CARRARA RANGE BATTERY METAL PROJECT ACQUISITION
Binding term sheet to acquire 100% of Carrara Range Project, Northern Territory
Prospective for battery metals and iron ore. Covering 1,271 km2 in the South Nicholson Basin
Complementary to Resolution’s nearby Benmara and Wollogorang Projects and aligned with the
Company’s battery-metals focus in Australia
Geoscience Australia recently identified a manganese mineral occurrence within the project area, untested by drilling, highlighting the underexplored and prospective nature of the project
Detailed project review underway to plan and prioritise initial on ground activities this dry season
Results of review and exploration plans will be announced in early March for all NT Projects
"The Carrara Range Project is complementary to our nearby Benmara & Wollogorang Projects, and is highly prospective for sediment hosted battery metals. The geographic location will allow RML to focus our Australian exploration efforts on battery metals in the Northern Territory. The area is underexplored and only recently (2020), Geoscience Australia geologists identified a new promising manganese mineral occurrence at surface. We are very excited to get out and explore this coming dry season for the next world-class McArthur River Mine on these three excellent battery metal projects in the Northern Territory."
- Managing Director Duncan Chessell
Resolution Minerals Ltd (ASX: RML) is pleased to announce that it has signed a binding term sheet with private company Cientifica Pty Ltd (Vendor) to Purchase a 100% interest in six exploration tenements (3 granted, 3 in application) covering a total area of 1,271 km2 in the Northern Territory.
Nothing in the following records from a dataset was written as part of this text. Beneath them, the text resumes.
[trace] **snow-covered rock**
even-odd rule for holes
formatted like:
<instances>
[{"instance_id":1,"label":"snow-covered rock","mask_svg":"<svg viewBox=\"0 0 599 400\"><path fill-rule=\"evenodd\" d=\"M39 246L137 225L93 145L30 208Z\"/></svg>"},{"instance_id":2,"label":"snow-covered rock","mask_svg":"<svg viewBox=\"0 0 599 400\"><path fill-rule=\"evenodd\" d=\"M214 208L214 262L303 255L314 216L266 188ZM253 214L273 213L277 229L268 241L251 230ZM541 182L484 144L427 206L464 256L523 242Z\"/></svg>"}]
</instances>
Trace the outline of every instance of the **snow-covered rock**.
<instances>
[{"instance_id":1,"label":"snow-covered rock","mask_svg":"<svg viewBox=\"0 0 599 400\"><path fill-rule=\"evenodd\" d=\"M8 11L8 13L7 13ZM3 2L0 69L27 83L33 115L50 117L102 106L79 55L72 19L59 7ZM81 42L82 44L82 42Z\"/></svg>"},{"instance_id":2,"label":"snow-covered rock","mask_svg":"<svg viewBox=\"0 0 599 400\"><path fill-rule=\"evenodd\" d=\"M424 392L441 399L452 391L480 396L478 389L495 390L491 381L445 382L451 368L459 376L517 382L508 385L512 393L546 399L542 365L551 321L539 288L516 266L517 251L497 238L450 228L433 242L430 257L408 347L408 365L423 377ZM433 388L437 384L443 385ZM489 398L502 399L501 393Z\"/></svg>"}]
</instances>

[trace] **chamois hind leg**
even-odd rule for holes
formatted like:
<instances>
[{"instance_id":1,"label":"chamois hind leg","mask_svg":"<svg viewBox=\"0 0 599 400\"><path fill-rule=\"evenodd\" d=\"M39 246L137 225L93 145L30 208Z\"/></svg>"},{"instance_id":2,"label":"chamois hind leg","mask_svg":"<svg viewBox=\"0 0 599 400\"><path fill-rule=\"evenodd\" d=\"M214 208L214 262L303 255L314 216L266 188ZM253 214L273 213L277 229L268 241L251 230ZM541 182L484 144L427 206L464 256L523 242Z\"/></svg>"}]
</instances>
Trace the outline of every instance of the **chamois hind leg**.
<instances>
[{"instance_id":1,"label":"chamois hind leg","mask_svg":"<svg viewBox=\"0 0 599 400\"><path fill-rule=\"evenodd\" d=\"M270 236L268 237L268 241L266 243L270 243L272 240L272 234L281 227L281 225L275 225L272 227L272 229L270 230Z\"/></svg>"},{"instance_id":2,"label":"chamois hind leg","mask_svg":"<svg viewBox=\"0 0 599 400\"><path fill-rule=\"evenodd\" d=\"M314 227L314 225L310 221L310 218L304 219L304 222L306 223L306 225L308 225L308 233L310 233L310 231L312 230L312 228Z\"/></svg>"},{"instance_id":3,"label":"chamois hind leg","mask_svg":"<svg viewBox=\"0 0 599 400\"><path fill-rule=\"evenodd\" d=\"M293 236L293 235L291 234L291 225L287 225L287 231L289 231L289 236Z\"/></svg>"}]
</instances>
Upon completion, Resolution will hold a 100% unencumbered interest in the tenements: EL32622, EL32620, EL32577, EL32621, EL32619 and EL32578.
The Carrara Range Project is prospective for sediment hosted battery metals including Mn-Cu- Ag-Pb-Zn-Co as well as iron-ore. The share-based terms of the deal will preserve Resolution’s cash for exploration activities to best increase shareholder value.
The Consideration for the Outright Purchase is $20,000 cash and 2,000,000 RML shares up front (Tranche 1) and a further 7,000,000 RML shares upon transfer of the title of the tenements (Tranche 2) (subject to Ministerial approval). The shares will be issued under RML’s 15% placement capacity under Listing Rule 7.1 within 7 business days of execution for Tranche 1, and within 7 business days of transfer for Tranche 2. All shares will be subject to voluntary escrow for 12 months from issue.
Completion will be subject to a number of standard conditions precedent (if required), including: Ministerial consent and other conditions precedent usual for this type of transaction.